In a move which may have wide ramifications throughout the digital music industry, Microsoft Corporation has agreed to pay the world’s largest music label, Universal Music Group a royalty on every Zune media player device it sells. This royalty would be in addition to a percentage on every track by Universal artists sold through the online Zune Marketplace. Microsoft is apparently ready to extend similar royalty arrangements on Zune sales to other music distributors.
Microsoft’s Zune media player will be introduced next week at a price o $250; from each sale, approximately $1 will go to Universal.
According to the New York Times (subscription required) and Reuters, Universal will pay half of what it receives on Zune device royalties to Universal artists; the rest, presumably, will go into Universal’s coffers.
The agreement may establish a new precedent for the online music industry, currently dominated by Apple’s iPod/iTunes combination. Apple pays music labels for songs purchased through its iTunes Music Store, but does not pay music distributors a royalty on each iPod media player sold. However, music labels have been unenthused about revenues generated by Apple’s iPod/iTunes business: earlier this year, they fought to break Apple’s universal $0.99-per-track pricing model on the iTunes store, and labels have frowned at industry studies which claim iPods, on average, contain about 20 songs purchased through the iTunes Music Store. Record labels seem believe that the rest of an iPod’s capacity is taken up by pirated music, and feel they are owed a share of portable music player hardware sales as compensation for the device makers encouraging music piracy.
Music labels do receive a royalty on sales of blank CD media, digital audio tape systems, and other technologies which the industry felt contributed to music piracy.
“It’s a major change for the industry,” music David Geffen told the New York Times. “Each of these devices is used to store unpaid-for material.

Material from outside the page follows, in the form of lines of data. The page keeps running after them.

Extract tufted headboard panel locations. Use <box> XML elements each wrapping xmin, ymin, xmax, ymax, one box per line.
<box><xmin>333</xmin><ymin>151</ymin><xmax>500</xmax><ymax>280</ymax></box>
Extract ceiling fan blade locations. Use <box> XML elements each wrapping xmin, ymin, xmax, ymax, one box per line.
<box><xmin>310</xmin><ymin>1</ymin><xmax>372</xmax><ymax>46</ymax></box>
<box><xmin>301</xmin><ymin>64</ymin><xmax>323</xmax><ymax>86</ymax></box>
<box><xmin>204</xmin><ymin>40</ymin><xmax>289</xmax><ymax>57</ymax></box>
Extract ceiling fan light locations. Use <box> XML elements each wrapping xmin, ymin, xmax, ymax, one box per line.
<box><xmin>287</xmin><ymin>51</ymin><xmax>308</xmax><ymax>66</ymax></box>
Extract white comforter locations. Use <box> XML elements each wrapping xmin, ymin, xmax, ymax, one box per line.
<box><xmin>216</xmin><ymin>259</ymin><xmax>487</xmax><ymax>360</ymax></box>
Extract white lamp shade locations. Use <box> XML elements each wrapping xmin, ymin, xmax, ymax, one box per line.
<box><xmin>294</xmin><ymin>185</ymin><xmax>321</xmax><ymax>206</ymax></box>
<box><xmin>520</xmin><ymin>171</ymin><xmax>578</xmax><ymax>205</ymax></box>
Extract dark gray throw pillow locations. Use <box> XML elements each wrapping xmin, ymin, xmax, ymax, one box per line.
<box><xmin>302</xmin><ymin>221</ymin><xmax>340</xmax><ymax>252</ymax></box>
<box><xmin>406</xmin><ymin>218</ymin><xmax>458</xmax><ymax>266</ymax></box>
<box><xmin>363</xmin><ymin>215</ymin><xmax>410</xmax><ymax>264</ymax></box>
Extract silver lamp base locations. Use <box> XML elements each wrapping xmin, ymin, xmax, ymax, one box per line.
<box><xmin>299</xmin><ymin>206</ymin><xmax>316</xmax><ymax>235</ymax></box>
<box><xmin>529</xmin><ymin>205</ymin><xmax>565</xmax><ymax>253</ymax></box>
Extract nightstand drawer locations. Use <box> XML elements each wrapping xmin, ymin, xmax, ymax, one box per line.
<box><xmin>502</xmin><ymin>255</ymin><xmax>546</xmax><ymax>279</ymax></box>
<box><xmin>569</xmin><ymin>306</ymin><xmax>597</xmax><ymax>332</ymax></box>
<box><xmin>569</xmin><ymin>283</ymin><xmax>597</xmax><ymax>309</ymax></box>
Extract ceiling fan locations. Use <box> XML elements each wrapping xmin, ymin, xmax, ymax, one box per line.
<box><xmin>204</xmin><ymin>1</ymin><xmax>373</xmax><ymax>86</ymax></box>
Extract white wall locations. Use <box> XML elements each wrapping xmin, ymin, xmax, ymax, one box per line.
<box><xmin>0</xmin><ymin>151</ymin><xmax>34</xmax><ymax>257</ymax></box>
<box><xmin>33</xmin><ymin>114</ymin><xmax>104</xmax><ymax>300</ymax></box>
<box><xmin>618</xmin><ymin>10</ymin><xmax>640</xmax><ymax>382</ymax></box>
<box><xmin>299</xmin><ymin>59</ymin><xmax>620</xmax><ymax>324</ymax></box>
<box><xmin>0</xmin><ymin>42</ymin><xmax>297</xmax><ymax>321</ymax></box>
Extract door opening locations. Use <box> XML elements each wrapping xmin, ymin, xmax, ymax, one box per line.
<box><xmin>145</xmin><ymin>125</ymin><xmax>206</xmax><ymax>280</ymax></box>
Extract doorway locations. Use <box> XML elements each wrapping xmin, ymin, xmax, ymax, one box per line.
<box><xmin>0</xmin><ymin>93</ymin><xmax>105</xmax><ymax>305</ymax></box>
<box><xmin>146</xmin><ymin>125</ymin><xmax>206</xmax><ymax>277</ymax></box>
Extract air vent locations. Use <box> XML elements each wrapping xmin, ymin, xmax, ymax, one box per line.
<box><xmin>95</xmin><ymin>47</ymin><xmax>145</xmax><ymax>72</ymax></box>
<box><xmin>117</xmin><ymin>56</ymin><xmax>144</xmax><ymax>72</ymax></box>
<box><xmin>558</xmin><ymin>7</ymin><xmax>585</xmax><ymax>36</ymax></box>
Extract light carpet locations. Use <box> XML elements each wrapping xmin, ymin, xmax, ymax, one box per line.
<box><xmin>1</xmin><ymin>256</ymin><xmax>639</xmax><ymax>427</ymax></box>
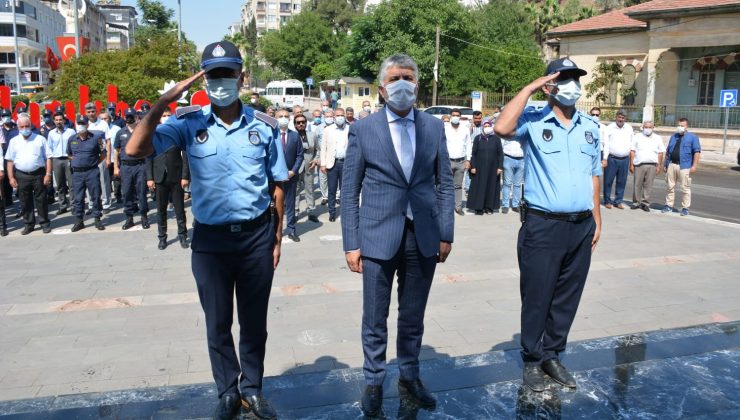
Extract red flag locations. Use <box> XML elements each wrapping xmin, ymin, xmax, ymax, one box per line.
<box><xmin>46</xmin><ymin>47</ymin><xmax>60</xmax><ymax>71</ymax></box>
<box><xmin>56</xmin><ymin>36</ymin><xmax>91</xmax><ymax>61</ymax></box>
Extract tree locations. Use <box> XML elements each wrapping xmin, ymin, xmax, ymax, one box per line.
<box><xmin>224</xmin><ymin>31</ymin><xmax>251</xmax><ymax>69</ymax></box>
<box><xmin>244</xmin><ymin>17</ymin><xmax>258</xmax><ymax>56</ymax></box>
<box><xmin>135</xmin><ymin>0</ymin><xmax>177</xmax><ymax>44</ymax></box>
<box><xmin>307</xmin><ymin>0</ymin><xmax>366</xmax><ymax>34</ymax></box>
<box><xmin>259</xmin><ymin>12</ymin><xmax>340</xmax><ymax>81</ymax></box>
<box><xmin>584</xmin><ymin>61</ymin><xmax>636</xmax><ymax>105</ymax></box>
<box><xmin>525</xmin><ymin>0</ymin><xmax>571</xmax><ymax>46</ymax></box>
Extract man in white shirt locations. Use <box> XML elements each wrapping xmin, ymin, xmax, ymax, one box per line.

This way, on top of the material people do pay for, the record companies are getting paid on the devices storing the copied music.”
Microsoft may have had little choice but to agree to a hardware royalty on its Zune player: in order for the Zune to have a hope of competing credibly with Apple’s service, Microsoft needs to have all major music distributors on board—including the largest, Universal.
Imposing a “piracy royalty” on the sales of portable media players is sure to irk consumers, however, in part because it characterizes all users of portable media players as criminals regardless of their actions. Many users may not purchase music through iTunes or other online music stores, but instead convert them legally from CDs and other music sources (like DVD and vinyl) they already own, or listen to music available for free. Under hardware royalty agreements, these users will pay a fee to music labels for acts of music piracy they have not—and will not—commit. Microsoft apparently hopes to smooth over the royalty by emphasizing a portion of the money goes to artists, not the music companies.
By forcing Microsoft to accept a hardware royalty agreement, the labels may be able to leverage similar agreement out of other players in the industry—including Apple Computer—by threatening to withdraw their artists’ music from their digital music services.